Lonergan concibe un tan intenso como sublime film que articula temporalmente, al combinar, como si fuesen las piezas de un puzzle, las partes que transcurren en el presente, cuando Lee recibe la noticia de la muerte de su hermano mayor, quien además le ha nombrado tutor de su hijo Patrick (Lucas Hedges), de 16 años de edad, con los flashbacks que, de manera intermitente, van reconstruyendo su pretérito, su entorno, así como sus conflictos emocionales antes y después de la tragedia que han traumatizado su vida llevándole prácticamente a ser un inadaptado social.

Sin embargo, este fresco de idas y regresos del presente al pasado y del pasado al presente, pero también con las idas y venidas del propio Lee, y no solo porque ejerza de chófer de su sobrino, está concebido, como se apuntaba al principio, a modo de réquiem, aunque en algunos instantes adquiera ciertos tintes operísticos que Lonergan articula con precisión de relojero, porque Manchester frente al mar es un film de una gran intensidad emocional impecablemente armonizado a través de la contención, de la sutileza, de la sugerencia, como contenido y sutil es también el trabajo interpretativo de Affleck y del resto del elenco. Un réquiem que el cineasta ha modulado con un exquisito sentido del ritmo y del tempo, lo que equivaldría al Largo en la terminología musical, pero que, al mismo tiempo, dota de una sorprendente fluidez narrativa, permitiéndole a su vez una observación más detallada de cada uno de los personajes, a los que mira casi como si fuera un entomólogo, aunque siempre manteniendo la cámara a cierta distancia, como tratando de dejar respirar a unos seres salpicados, cada uno a su manera, por la tragedia, aunque Lee sea quien lleve la carga más pesada sobre sus espaldas.

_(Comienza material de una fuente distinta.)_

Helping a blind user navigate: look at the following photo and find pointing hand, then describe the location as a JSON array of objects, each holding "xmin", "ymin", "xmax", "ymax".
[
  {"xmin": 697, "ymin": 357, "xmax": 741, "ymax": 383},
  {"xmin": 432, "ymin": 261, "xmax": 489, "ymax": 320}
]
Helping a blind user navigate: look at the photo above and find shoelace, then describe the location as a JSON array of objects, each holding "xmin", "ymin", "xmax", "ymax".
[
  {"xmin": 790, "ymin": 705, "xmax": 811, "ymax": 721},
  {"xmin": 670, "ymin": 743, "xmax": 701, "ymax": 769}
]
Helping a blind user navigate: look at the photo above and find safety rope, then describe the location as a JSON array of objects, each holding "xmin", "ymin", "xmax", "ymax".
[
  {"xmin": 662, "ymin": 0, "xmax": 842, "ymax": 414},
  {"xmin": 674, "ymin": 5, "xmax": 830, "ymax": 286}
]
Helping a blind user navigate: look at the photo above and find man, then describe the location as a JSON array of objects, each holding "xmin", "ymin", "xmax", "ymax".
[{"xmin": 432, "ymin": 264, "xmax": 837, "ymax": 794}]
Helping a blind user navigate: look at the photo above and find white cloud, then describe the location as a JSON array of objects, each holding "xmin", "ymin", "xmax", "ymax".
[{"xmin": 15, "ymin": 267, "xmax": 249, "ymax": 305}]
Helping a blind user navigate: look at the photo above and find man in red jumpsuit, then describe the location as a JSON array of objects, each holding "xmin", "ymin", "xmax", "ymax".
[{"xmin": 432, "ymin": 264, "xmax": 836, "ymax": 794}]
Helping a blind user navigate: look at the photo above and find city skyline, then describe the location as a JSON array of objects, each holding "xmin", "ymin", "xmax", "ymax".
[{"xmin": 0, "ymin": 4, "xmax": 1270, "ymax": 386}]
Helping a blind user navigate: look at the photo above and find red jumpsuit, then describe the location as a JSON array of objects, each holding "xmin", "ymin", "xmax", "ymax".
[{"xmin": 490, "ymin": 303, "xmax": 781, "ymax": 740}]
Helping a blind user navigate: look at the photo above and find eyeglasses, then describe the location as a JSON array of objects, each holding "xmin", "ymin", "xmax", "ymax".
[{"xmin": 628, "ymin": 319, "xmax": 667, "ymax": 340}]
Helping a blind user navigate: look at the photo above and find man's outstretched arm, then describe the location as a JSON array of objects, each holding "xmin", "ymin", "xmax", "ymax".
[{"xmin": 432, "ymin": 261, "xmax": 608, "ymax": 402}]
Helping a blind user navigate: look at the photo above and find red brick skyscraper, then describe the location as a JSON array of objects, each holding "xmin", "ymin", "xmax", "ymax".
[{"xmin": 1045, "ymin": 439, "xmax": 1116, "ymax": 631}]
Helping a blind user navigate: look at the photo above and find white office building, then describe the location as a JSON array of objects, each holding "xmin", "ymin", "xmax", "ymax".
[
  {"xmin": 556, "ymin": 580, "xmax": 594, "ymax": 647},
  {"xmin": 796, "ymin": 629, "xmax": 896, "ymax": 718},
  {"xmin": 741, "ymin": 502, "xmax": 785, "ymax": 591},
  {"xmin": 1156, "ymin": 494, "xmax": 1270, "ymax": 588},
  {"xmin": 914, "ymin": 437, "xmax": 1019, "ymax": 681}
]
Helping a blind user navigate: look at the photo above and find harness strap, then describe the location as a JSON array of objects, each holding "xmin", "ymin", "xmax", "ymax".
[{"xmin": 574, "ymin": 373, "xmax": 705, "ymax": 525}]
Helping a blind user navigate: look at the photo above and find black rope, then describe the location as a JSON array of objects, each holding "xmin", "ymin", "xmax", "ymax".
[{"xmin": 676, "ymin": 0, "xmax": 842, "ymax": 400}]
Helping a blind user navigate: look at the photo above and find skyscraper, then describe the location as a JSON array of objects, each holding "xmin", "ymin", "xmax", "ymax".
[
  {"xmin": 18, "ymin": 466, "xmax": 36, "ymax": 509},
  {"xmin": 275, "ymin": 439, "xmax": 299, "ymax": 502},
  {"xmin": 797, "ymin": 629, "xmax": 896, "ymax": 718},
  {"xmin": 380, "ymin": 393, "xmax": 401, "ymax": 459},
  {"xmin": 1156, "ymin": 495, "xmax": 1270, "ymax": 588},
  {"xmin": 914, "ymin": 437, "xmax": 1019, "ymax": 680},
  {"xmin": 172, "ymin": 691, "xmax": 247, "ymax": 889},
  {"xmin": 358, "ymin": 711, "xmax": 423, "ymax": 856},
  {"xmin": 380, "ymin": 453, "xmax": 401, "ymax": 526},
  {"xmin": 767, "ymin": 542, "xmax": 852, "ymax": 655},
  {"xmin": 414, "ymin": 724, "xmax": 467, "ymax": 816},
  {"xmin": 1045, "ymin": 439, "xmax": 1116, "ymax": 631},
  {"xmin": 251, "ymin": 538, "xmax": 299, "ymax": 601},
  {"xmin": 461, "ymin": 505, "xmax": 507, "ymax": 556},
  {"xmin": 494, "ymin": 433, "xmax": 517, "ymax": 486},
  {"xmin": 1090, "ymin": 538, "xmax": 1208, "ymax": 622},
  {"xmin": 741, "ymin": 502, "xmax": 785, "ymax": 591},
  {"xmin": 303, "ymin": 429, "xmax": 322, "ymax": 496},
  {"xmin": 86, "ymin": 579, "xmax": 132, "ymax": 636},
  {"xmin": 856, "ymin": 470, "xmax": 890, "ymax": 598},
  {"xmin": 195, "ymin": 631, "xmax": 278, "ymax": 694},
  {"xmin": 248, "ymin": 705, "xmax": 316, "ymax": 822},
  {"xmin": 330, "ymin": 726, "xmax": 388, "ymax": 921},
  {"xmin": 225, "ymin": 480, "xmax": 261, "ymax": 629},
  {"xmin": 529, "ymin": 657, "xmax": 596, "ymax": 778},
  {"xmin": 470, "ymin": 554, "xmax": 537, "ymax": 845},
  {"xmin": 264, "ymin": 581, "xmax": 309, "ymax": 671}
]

Pero a su vez, ese hálito de réquiem que exhala el film viene potenciado por la propia banda sonora en la que se combinan los exquisitos temas, algunos de ellos corales pero con carácter de elegía, de la compositora canadiense Lesley Barber, con piezas clásicas como el célebre Adagio de Tommaso Albinoni, el aria Lorsque vous n'aurez rien à faire de la ópera Cherubin de Jules Massenet o las de Georg Friedrich Handel —Pifa (“pasoral symphony”) y el aria He shall feed his flock like a sheperd ambos del Mesías o el primer movimiento de la Sonata para oboe en do menor, HWV 366—, que transitan entre los tempos largo y adagio, dando lugar a una sobria arquitectura musical que, junto con la belleza de los paisajes de Manchester–by–the–sea, Massachusetts, magnifican el catártico itinerario de un Lee que parece destinado a tener que convivir hasta el fin de sus días con la presencia de sus fantasmas personales.